Four years. Four. Four years.
Four years here.
It keeps repeating for me this week.
Four. Four. Four.
In a way it won’t compute.
I see it in my apartment – four years in the same place. And it feels like it’s been four minutes and nothing has changed; and it feels like in those four minutes everything has changed.
As I walked to the studio to teach earlier this week I thought about the nearly four years of taking those same steps – that same route. Back and forth. Over and over again. The same route and yet different each time.
With an unknown experience waiting at the other end of that worn path each time.
When I arrived here in New York four years ago I was in a place of deep grief, self-recrimination and self-destruction.
I had practiced yoga before moving here for several years. I went once a week no matter what was going on in my life and I rarely missed a class. Even when it was a half an hour drive to get there I still went. I really can’t say that I loved it or that I didn’t love it at the time. I can’t even say what it was that kept bringing me back each week but something did.
When I moved to New York that four-years-ago October I can’t say I particularly missed that weekly class (aside from missing my teacher) though I did notice its absence.
A few months passed and I could feel myself continue to destruct. I kept feeling something build inside me and repeat “you need yoga” over and over again. It grew in intensity until one night I finally listened. I sat down on my couch, resolved to find a studio, and searched on Google maps for a one nearby. The only studio that appeared was a place called Shambhala Yoga & Dance (though I’ve since learned there are several studios much closer to where I live). My decision was made. That’s where I would go.
It was January. Brutally cold. Snowing.
I felt ripped apart throughout my entire being. My internal state seemingly reflected by the weather. It took all my effort to drag myself, hunched over, legs heavy to the studio feeling miserable, freezing, broken, fearful and alone.
I arrived at the front door, took a deep breath then held it and wiped the tears from my eyes. I walked in and the small space was hot, already packed with people, and barely a breath of space in between each mat. The scene felt overwhelming and I felt stuck in place.
I looked around and my heart fell even further as I realized that the only place left to put my mat was in the disgusting, dirty, grey, boot sludge the others had dragged in off the street and left at the back of the room as they took off their boots. I already felt like I was lower than the boot sludge and I did not want to put my mat down in it. Instantly depressed, I nearly burst into tears.
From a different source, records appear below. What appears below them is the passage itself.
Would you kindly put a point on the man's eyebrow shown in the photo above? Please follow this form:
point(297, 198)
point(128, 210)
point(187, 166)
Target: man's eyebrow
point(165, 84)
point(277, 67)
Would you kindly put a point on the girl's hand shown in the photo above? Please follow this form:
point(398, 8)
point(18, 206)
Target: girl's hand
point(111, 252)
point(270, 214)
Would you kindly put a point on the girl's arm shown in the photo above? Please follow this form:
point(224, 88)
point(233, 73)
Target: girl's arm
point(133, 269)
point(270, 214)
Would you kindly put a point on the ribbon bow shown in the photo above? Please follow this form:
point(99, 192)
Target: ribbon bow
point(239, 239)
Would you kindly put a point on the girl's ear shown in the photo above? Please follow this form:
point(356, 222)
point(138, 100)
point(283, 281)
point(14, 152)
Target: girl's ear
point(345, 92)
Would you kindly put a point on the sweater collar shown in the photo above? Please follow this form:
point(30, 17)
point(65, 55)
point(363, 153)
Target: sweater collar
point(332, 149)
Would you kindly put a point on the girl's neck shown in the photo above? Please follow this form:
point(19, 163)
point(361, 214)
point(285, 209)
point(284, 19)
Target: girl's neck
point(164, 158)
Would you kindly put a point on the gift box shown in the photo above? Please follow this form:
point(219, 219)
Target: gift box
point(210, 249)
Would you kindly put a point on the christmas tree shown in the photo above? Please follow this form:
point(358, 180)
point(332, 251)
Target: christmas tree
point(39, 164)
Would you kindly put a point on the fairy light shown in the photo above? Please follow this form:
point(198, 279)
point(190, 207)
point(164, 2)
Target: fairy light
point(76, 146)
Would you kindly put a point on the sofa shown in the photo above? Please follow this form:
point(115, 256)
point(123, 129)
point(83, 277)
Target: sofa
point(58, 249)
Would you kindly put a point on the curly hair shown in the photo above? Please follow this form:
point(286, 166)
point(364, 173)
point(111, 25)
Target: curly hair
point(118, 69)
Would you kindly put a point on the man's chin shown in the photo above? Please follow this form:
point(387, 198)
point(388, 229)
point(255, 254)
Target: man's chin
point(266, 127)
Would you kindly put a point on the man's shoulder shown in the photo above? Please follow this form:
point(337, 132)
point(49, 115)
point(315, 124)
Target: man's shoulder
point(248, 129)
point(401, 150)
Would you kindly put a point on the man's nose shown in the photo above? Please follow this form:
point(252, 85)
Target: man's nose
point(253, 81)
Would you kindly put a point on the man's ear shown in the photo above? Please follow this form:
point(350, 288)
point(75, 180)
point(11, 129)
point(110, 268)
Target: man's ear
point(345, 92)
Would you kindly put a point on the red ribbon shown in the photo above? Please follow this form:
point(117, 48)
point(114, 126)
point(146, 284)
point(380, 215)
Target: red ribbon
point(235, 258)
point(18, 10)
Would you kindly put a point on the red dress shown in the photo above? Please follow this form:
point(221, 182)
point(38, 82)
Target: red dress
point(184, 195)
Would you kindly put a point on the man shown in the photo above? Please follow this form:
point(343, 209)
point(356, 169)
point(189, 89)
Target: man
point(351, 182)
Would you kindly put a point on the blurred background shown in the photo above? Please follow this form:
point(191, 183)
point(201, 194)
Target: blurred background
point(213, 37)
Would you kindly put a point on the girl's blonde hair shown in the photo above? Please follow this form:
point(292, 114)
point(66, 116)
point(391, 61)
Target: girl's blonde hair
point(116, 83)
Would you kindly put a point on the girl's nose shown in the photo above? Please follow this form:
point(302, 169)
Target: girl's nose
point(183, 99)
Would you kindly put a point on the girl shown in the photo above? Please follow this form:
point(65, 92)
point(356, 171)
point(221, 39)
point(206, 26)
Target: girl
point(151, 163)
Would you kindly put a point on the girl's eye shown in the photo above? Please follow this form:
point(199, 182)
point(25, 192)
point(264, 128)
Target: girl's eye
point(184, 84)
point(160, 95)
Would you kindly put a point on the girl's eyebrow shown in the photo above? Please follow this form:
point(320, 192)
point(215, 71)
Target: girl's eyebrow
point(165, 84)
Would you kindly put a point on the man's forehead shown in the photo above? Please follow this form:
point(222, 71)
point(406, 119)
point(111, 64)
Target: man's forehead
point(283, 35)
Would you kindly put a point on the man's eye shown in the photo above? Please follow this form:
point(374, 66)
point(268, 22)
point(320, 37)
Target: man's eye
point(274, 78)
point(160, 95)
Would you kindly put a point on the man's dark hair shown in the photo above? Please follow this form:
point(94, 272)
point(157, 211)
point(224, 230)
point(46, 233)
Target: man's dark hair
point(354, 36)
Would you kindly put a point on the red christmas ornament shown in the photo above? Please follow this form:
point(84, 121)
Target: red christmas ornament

As I turned to no longer have to face the sludge, trying not to cry and contemplating if I should leave, the teacher caught my eye and brightly shone saying, “welcome!” with open arms and a big smile. “What’s your name?”
I nearly burst into tears again, but this time of gratitude and relief.
It was enough for me to decide I would give in to the boot sludge. I wanted to be there. I wanted to stay. I knew I needed to stay.
The teacher followed up by asking the class, “is anyone new to vinyasa?”
I put up my hand desperately, having no clue what she was talking about.
“Can anyone switch places with Heather since she’s new so that she’s facing the same way as the rest of us?” (The boot sludge space was perpendicular to the rest of the mats). Some wonderful person volunteered seconds before I had put my mat down and I was rescued from the depths of the boot sludge.
In those few moments of kindness and caring, healing began.
And I kept coming back. Walking that same path over and over again to the studio. And then to it’s new home down the street and now its second location. Returning over and over as a student, as a trainee, as a teacher, to give and receive healing, to offer, to hold the space for others and to be held, to participate in ceremonies, circles, community.
And I continue to return in each of these roles – never knowing what experience will unfold, or whom I will meet, never knowing what emotions will emerge, or what depths will be traversed, but always grateful for each and every one (even when I feel like boot sludge). Grateful that without knowing what awaited me that first cold night, I still took the steps to find it.
Everything has changed in those four years that feel like four minutes. The change feels both gradual and instant. Through the practice of yoga, I’ve come to realize that it is all part of a long process of healing, learning, unfolding, living. Living each day without knowing the ending. Without knowing what’s next, but continuing to walk this path through life over and over again trusting in whatever experiences await and listening to what I need to be with and in each one that comes.